1. **Do not add back unbounded traversal.** If a caller asks for unlimited traversal,
   they must use `TraversalConfig::for_impact_analysis()` and document the intent.
   The `max_nodes: Some(500)` cap in that config is still a safety net.

2. **Do not lower `MIN_INHERITANCE_CONFIDENCE` below 0.45.**
   The threshold is already permissive. Lower values will flood the graph with
   false inheritance edges that poison impact analysis.

3. **Do not add types to `EXCLUDED_TYPES` without evidence.**
   Only exclude types that demonstrably produce false positive data flow edges
   in practice. The list is already comprehensive for primitives.

4. **Preserve edge confidence in all merge operations.**
   `merge_pdgs` copies edges from source to target. The `confidence` field in
   `EdgeMetadata` must be preserved.

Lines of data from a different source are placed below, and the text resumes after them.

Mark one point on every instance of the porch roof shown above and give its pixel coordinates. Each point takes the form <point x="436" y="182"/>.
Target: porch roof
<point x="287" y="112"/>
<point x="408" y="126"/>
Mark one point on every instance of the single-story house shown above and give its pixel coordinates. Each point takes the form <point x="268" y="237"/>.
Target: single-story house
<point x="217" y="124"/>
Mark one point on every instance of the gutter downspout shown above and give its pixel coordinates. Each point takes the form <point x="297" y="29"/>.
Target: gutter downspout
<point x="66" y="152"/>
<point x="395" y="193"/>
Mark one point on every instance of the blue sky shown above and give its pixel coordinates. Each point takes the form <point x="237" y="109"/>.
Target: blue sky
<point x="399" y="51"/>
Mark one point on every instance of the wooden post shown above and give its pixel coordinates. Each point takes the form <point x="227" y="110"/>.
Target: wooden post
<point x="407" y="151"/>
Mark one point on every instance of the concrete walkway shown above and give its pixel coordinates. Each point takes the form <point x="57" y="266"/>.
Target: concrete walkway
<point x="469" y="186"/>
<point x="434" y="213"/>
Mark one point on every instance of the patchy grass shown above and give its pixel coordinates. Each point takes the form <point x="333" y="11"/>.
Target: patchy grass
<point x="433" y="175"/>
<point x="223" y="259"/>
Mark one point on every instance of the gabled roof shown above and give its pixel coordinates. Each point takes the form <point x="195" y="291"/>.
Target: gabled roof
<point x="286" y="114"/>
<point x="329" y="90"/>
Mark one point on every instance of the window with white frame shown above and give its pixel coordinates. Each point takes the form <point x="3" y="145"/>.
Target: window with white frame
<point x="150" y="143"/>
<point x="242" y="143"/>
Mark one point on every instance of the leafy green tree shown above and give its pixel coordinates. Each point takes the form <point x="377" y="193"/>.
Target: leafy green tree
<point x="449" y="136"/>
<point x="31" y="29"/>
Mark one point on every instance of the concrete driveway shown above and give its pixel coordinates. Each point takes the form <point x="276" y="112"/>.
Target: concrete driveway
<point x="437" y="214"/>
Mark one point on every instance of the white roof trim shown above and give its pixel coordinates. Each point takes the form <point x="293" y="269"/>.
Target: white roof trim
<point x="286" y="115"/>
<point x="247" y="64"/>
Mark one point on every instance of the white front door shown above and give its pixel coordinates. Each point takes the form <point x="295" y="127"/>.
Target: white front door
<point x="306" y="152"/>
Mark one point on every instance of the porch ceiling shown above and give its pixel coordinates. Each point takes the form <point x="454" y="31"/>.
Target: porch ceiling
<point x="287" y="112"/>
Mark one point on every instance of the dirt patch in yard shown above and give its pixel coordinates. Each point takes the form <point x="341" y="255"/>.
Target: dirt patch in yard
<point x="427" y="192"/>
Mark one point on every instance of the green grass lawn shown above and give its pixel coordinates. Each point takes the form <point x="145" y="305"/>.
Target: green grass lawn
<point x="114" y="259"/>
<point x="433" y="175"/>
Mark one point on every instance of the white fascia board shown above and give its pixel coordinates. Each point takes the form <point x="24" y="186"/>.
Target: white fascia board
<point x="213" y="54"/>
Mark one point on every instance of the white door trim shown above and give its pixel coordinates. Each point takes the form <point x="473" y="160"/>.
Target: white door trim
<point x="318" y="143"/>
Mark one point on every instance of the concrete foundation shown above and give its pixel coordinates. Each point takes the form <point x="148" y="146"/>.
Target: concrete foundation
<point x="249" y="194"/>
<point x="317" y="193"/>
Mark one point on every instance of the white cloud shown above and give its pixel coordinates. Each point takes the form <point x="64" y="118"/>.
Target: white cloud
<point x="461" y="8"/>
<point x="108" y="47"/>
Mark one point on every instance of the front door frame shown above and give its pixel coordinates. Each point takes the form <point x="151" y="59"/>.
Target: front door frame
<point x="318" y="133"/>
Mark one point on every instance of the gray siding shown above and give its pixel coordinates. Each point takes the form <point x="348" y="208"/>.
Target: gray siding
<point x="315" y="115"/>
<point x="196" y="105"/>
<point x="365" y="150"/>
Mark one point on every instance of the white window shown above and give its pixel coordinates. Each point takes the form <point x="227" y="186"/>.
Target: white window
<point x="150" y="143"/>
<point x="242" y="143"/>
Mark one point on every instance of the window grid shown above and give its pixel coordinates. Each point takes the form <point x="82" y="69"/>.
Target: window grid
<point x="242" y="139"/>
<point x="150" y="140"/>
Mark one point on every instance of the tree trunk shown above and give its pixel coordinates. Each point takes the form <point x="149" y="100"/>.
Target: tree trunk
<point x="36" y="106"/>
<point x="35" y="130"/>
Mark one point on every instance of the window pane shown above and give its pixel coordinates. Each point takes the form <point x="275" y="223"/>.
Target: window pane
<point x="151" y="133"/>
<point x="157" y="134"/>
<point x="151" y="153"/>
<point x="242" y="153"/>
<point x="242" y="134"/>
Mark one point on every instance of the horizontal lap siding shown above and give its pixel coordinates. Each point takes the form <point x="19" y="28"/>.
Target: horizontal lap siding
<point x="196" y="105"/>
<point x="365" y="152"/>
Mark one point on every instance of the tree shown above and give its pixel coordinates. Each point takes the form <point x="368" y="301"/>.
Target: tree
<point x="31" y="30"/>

Do not zero it out or strip it.

5. **The containment edge is never a semantic edge.**
   Never include `EdgeType::Containment` in the `allowed_edge_types` of a
   `TraversalConfig` used for impact analysis or LLM context construction.
   It is a structural/display edge only.

6. **Regex compilation is not free.**
   The import parsing functions compile regexes on every call. In production,
   these should be compiled once as lazy statics (`once_cell::sync::Lazy` or
   `std::sync::OnceLock`). The scaffold uses inline `Regex::new` for clarity;
   the agent should add lazy static compilation before production deployment.

7. **The `regex` crate must be added to Cargo.toml.**
   Current `extraction.rs` uses `regex::Regex`. Verify it is in dependencies.
   If the project already uses `regex`, no change needed. If not, add:
   `regex = "1"` to `[dependencies]` in `Cargo.toml`.